1. What margin of safety do you need to stay healthy?

At best, training is fudgy and imprecise, so it’s silly to try and come up with an exact margin of safety. Instead, what works well is to never go to your limits in training. (But racing is another story.) HIIT aficionados will hate the thought of delayed gratification, but it’s much more sustainable in the long-term.

To do so, always have one more hour or one more interval left in the tank. Do as much as necessary, not as much as possible. Otherwise, you’re grinding yourself down. You’ll get weaker over time and, eventually, sick.

2. Do you have enough bandwidth available?

There’s a reason that many pro athletes live like monks. The fewer external stressors they have, the more time and energy they can devote to training. In contrast, the strong-like-bull-smart-like-tractor approach tries to cram everything in, acting as if trees can grow to the sky.

The former is performance-driven and says no to anything that doesn’t contribute. The latter is gratification-driven and says yes to anything and everything.

If we have responsibilities that aren’t important, we need to get rid of them. If they are important, we have to accept them and work around them, not fool ourselves and get greedy.

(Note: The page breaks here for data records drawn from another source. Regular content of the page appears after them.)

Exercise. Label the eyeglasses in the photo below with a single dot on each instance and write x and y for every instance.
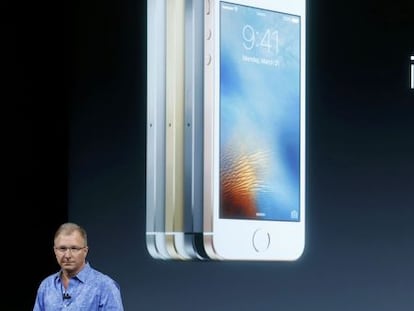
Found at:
(73, 250)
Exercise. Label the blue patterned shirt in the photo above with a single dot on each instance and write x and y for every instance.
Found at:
(89, 290)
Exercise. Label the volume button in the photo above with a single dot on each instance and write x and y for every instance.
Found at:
(208, 7)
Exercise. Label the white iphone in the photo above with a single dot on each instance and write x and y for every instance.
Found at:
(155, 162)
(255, 131)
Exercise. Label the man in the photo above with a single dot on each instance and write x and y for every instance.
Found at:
(77, 286)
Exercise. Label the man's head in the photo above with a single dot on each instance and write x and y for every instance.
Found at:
(71, 248)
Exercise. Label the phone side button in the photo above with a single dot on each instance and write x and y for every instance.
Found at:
(261, 240)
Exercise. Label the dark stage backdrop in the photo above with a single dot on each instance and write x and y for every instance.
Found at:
(360, 202)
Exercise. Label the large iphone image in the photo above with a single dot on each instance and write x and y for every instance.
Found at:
(258, 121)
(259, 114)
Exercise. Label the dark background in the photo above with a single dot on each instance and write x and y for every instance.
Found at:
(76, 82)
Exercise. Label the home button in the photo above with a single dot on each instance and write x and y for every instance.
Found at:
(261, 240)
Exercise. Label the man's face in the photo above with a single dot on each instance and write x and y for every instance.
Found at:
(70, 252)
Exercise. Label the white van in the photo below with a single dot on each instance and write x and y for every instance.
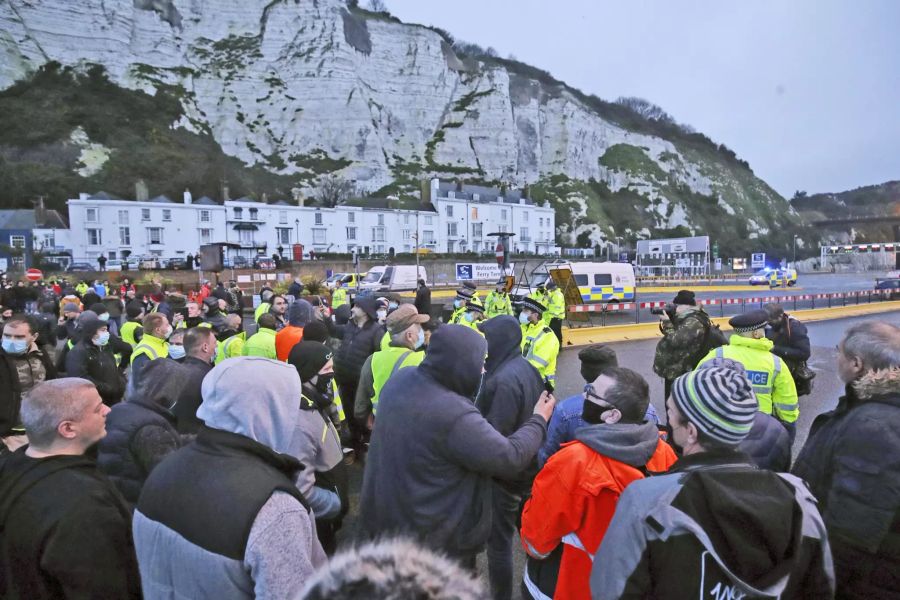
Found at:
(597, 282)
(393, 278)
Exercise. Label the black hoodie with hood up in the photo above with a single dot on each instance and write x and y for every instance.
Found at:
(65, 532)
(433, 455)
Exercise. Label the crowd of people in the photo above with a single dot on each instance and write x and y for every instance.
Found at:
(163, 445)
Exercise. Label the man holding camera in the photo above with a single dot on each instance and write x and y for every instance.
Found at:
(684, 326)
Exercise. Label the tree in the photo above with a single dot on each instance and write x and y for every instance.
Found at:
(645, 108)
(333, 190)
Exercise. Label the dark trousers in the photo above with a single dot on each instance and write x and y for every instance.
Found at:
(556, 326)
(504, 514)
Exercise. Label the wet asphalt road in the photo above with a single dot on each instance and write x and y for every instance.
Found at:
(638, 355)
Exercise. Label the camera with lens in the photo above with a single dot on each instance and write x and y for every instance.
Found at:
(668, 310)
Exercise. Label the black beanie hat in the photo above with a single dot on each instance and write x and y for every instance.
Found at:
(595, 359)
(308, 358)
(685, 297)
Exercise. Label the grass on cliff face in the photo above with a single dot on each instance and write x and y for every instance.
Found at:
(38, 115)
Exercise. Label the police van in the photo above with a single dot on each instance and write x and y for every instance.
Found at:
(597, 282)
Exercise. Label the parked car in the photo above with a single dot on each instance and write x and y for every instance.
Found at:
(149, 263)
(892, 284)
(80, 267)
(114, 264)
(263, 262)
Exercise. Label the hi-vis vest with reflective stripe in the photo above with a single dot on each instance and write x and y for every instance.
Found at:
(540, 347)
(128, 330)
(387, 362)
(772, 383)
(151, 346)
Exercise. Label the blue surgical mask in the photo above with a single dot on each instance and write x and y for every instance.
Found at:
(421, 341)
(14, 346)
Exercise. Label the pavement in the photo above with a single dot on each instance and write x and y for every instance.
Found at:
(638, 355)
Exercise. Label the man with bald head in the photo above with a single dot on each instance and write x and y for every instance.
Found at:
(66, 530)
(851, 464)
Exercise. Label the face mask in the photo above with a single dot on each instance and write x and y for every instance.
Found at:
(421, 339)
(323, 384)
(14, 346)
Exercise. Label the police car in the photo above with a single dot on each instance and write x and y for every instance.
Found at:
(774, 277)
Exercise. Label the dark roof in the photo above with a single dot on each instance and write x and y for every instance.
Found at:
(485, 194)
(103, 196)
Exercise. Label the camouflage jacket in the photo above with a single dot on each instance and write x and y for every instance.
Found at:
(682, 342)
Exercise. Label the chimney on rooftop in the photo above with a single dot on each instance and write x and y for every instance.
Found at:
(141, 193)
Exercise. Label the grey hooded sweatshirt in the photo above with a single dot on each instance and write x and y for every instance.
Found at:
(221, 517)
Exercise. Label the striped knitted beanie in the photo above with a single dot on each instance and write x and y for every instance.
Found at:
(718, 401)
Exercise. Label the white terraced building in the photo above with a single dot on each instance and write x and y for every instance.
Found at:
(457, 220)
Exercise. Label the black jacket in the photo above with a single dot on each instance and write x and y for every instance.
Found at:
(97, 365)
(356, 346)
(851, 462)
(511, 388)
(139, 434)
(433, 456)
(768, 445)
(423, 300)
(791, 342)
(714, 526)
(64, 531)
(11, 390)
(185, 410)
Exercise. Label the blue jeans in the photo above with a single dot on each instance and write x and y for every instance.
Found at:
(504, 514)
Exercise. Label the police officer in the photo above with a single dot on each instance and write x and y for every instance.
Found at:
(539, 346)
(498, 302)
(768, 374)
(474, 315)
(339, 296)
(463, 295)
(556, 309)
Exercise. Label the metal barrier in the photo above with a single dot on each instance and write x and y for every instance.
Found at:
(791, 302)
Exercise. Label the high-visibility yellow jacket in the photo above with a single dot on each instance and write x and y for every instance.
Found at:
(338, 297)
(151, 346)
(769, 376)
(387, 362)
(540, 347)
(556, 306)
(127, 332)
(497, 303)
(231, 347)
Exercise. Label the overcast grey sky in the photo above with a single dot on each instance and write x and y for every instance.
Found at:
(807, 91)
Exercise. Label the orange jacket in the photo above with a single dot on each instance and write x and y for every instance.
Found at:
(286, 339)
(572, 501)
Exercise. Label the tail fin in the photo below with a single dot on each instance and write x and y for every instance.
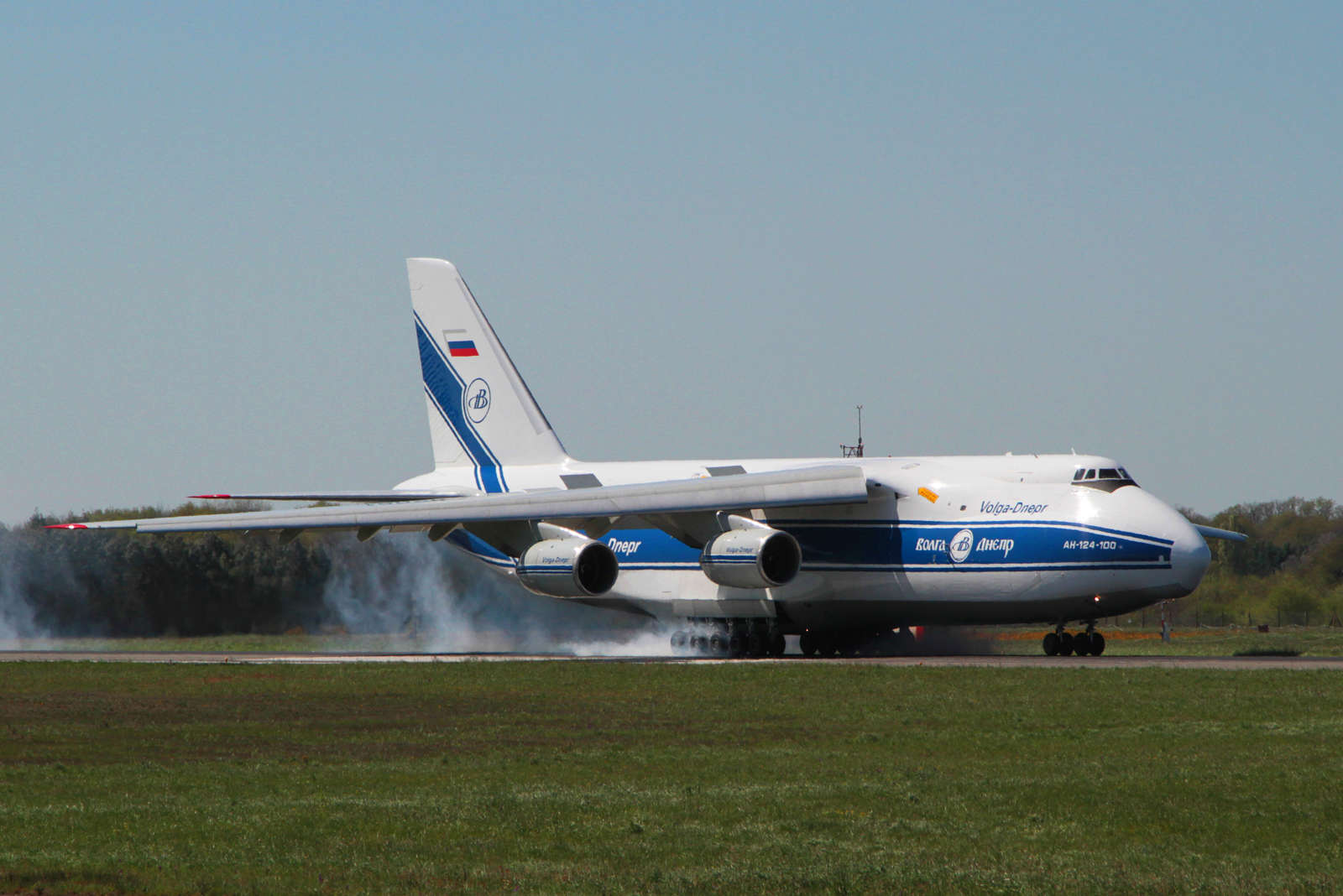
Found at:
(481, 414)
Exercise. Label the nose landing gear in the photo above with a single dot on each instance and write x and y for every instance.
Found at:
(1060, 643)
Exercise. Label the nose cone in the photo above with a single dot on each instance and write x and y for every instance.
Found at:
(1141, 511)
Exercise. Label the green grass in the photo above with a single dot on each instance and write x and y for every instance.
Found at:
(1189, 642)
(1021, 640)
(599, 777)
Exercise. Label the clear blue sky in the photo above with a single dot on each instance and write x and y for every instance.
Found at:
(702, 231)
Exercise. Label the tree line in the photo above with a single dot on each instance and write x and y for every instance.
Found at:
(121, 584)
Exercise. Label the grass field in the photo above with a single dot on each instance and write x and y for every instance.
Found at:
(1024, 640)
(598, 777)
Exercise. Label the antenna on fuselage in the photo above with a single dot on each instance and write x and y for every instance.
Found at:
(854, 451)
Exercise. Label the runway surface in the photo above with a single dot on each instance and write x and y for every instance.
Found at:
(974, 660)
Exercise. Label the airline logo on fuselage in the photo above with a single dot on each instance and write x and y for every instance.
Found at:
(1000, 508)
(962, 544)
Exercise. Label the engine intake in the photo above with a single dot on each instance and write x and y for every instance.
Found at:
(754, 557)
(568, 568)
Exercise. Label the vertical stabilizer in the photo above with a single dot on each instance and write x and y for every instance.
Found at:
(481, 414)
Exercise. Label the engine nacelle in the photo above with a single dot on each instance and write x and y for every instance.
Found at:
(568, 568)
(752, 557)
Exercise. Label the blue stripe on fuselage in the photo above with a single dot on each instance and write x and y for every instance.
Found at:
(924, 546)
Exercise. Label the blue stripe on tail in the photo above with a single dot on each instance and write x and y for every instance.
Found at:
(447, 389)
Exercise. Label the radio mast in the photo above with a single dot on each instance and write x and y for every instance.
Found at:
(854, 451)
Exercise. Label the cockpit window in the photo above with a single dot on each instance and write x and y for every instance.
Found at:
(1105, 479)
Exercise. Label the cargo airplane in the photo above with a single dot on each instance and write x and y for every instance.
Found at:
(850, 555)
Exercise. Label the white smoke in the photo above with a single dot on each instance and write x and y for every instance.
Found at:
(441, 602)
(18, 618)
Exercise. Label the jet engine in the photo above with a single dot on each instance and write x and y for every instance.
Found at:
(568, 568)
(752, 555)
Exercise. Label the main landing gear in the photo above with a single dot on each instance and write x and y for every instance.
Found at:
(729, 638)
(1060, 643)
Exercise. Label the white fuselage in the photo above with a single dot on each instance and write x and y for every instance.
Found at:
(1004, 538)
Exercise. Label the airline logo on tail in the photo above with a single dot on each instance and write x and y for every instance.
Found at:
(477, 399)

Our total bandwidth is what’s between our baseline and our breaking point. Our baseline is the number of inescapable demands on us. Our breaking point is our mental and physical limits.

3. Can you decrease your baseline stress?

I think of baseline stress as anything external, primarily work, people, and travel.

Can you work less? Or in a less-demanding job? Can you spend less time with stressful people? Can you avoid non-training travel?

4. Can you increase your breaking point?

While I think of baseline stress as external, resilience and vulnerability are internal. So what can we do to decrease vulnerability?

The primary factors are food, sleep, and attitude.

  • Are you eating well? Is your diet nutritious and free of processed food and alcohol?
  • Do you sleep at least eight hours per night? Can you take a nap in the afternoon?
  • Can you improve your attitude in a practical way? Can you let go of what you can’t control?
Most of the time spent training for mountaineering objectives should involve low to moderate intensity, long duration exercise. Hiking, initially flat and getting more and more hilly as your climb approaches, is a good option for those training for the first time. For those that can jog or run at nose-breathing intensity, running is the preferred modality. Credit: Steve House.

But what defines "arduous exercise"?

The article defines arduous exercise as “those activities practiced by high-performance athletes [and]military personnel that greatly exceed recommended physical activity guidelines”. But that’s a little vague.

A training session that might barely qualify as a recovery day for someone like Kilian Jornet might so severely tax a less well-trained athlete that it would leave that person broken.

So saying that a training load of X is hazardous is non-specific and silly. It depends on the work capacity of the athlete and what “arduous” training they are used to.

And why doesn't the effect on immunity matter?

But even more importantly, whether arduous activity compromises immunity doesn’t matter. And, worse, it would be dangerous to know if it didn’t. If it were somehow proven that training had no effect on immunity, athletes would look at it in isolation. It would be “a get out of jail free card”. They would overtrain.

Only by looking at every factor can an athlete get a good idea of how much they can handle. And then, with the right dose of humility, they can marshal their resources according to their capacity and priorities.